Blend Your Own Tea: A Ku Cha Salute to Boulder’s DIY Spirit

Our blending bar contains dozens of herbs, spices, roots, flowers and more, and nearly every ingredient in the blending bar is organic

DIY tea blend beside a cup of tea

We love Boulder’s DIY spirit. Few places embody the do-it-yourself ethos like this tidy city of 100,000 people at the foothills of the Rockies.

The city’s natural foods industry alone serves as inspiration for entrepreneurs across the country. People here make charcuterie, cheese, salsa and so much more, and sell them at the Farmers’ Market. Many of them go on to become successful companies. Justin’s, an international nut butter brand, got its start at the Market. Kombucha? Plucky Rowdy Mermaid quickly grew from a kitchen recipe for the founder’s daughter to a brand on shelves from Boulder to Austin to Baltimore. 

The list of companies that went from idea to successful brand is long. It dominates a big part of Boulder’s fabric.

Blend It Yourself Tea Bar a Ku Cha Treasure

A scattering of things needed to make DIY tea.
DIY tea blending is a Ku Cha House of Tea Tradition

To that end, when we opened Ku Cha House of Tea we understood people might enjoy custom blends, combinations of herbs and teas we develop in-house. Among our many custom blends: Afternoon in the Aspens, Congestion Blend, Immortal Tea and Organic Meditation Blend

But given the city’s potent spirit of DIY, we believed guests might also enjoy crafting their own blends. So we opened a blending bar, a station where guests choose from dozens of herbs, spices, roots, flowers and more to build their own teas. With the exception of just a few traditional Chinese teas that we include in the blending bar, everything in the bar is certified USDA organic.

It has been a hit. 

Over the years, thousands of guests have come up with favorite combinations, through trial and error. 

But none of them are flying blind. 

Just as a startup kombucha maker refers to experts for guidance on scobies and fermentation strategies, we at Ku Cha offer loads of guidance and tips for how to craft tea that suits guests. 

DIY tea comes with much guidance from Ku Cha House of Tea

We offer a lot of guidance for DIY tea blenders.

Let’s say you love snowshoeing and Nordic skiing. You pursue both of them constantly during the winter. But winter, too, is the season for all sorts of health issues, including many that affect bronchial health. Being congested does not correspond with pleasing days on snow in the mountains.

Our helpful guide reveals that ingredients like chrysanthemum, elder flower, eucalyptus leaf, strawberry leaf and echinacea help support lungs. All of them, among many others, are part of the blending bar.
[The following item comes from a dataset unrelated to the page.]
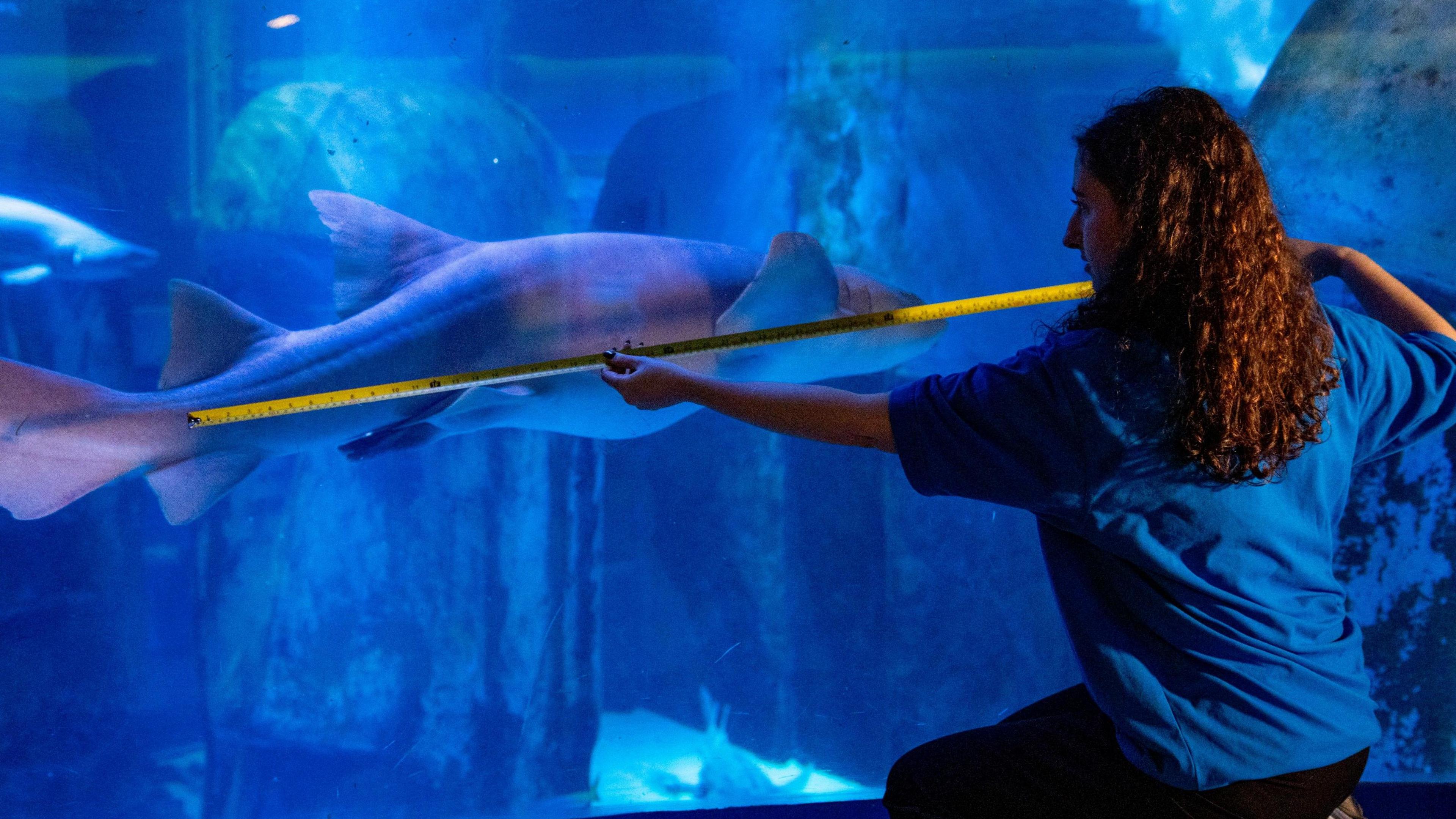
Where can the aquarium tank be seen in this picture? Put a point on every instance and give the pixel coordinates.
(526, 602)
Having digestion problems? A blend involving lemon verbena, lemongrass, peppermint and spearmint could help.

DIY tea blending for chai a popular feature

DIY tea involves a variety of herbs, roots, spices and more, especially if it is chai
Blending chai is rewarding, and engaging. With so many flavor profiles, you never will exhaust chai possibilities.
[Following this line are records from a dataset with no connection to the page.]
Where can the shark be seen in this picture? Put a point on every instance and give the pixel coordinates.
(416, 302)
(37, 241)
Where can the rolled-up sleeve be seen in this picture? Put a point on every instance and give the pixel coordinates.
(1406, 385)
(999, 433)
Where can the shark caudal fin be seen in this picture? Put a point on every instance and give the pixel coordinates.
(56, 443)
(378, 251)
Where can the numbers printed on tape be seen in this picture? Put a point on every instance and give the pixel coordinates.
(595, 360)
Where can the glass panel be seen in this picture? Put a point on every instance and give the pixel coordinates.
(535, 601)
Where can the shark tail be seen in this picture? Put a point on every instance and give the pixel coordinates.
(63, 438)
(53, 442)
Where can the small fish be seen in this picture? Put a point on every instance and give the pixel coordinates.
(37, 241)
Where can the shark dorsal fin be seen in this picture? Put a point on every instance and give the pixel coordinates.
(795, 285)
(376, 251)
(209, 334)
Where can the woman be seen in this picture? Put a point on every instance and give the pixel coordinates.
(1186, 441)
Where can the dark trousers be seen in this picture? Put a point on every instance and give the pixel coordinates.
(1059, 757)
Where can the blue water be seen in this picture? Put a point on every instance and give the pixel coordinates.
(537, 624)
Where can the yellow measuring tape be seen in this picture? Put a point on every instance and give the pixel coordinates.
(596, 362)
Crazy for chai? So are we. Classic ingredients involve allspice, anise seed, black peppercorn, cardamom, clove, fennel seed and ginger root. Play with these ingredients all that you like, and then add others. Develop a chai that might help calm you down, by adding lemon balm and lavender to the mix. 

With so many ingredients, it will not be possible to exhaust the possibilities at our blending bar. 
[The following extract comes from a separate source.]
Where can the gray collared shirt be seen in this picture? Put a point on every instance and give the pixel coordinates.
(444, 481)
Please visit any of our Ku Cha House of Tea shops to experience the blending bar and begin your journey into custom, personalized tea blending. To get you started, we offer a few simple recipes.

Cough Blend: Equal parts peppermint, elder flower and sage.

Constipation tea: Equal parts Oolong, dandelion, fennel and lemon peel

Bush tea (A Virgin Islands blend shared by a customer, which is used for digestion): One part each of sage, peppermint and anise, and two parts lemongrass.

Tea of the Week: Organic CHA Relax 

A woman relaxing with tea on a hammock
CHA Relax is a custom blend we crafted for the University of Colorado’s Center for Humanities and the Arts. We sell it, too, in the shops.

The drive to craft custom blends extends beyond our own in-house creations and the combinations devised by our guests. We also develop blends for companies and institutions — any group seeking its own custom tea.

We created one of them, CHA Relax, for the University of Colorado’s Center for Humanities and the Arts (CHA). The Center, an important CU nexus of humanities research and education, has partnered with Ku Cha House of Tea for a series of educational events in the downtown Boulder shop. We will provide plenty more details about the partnership in coming weeks and months.

CHA Relax was such a winner that we now sell it in our shops and online as well. We appreciate, too, that the Center’s acronym, CHA, is the word for tea in China!

Our CHA Relax blend involves green rooibos (pronounced roy-boss), which is a shrub-like member of the legume family that grows in mountainous regions of South Africa. Rooibos is flooded with powerful antioxidants, vitamins and electrolytes. Its abundance of healthy properties helps mitigate tension and stress.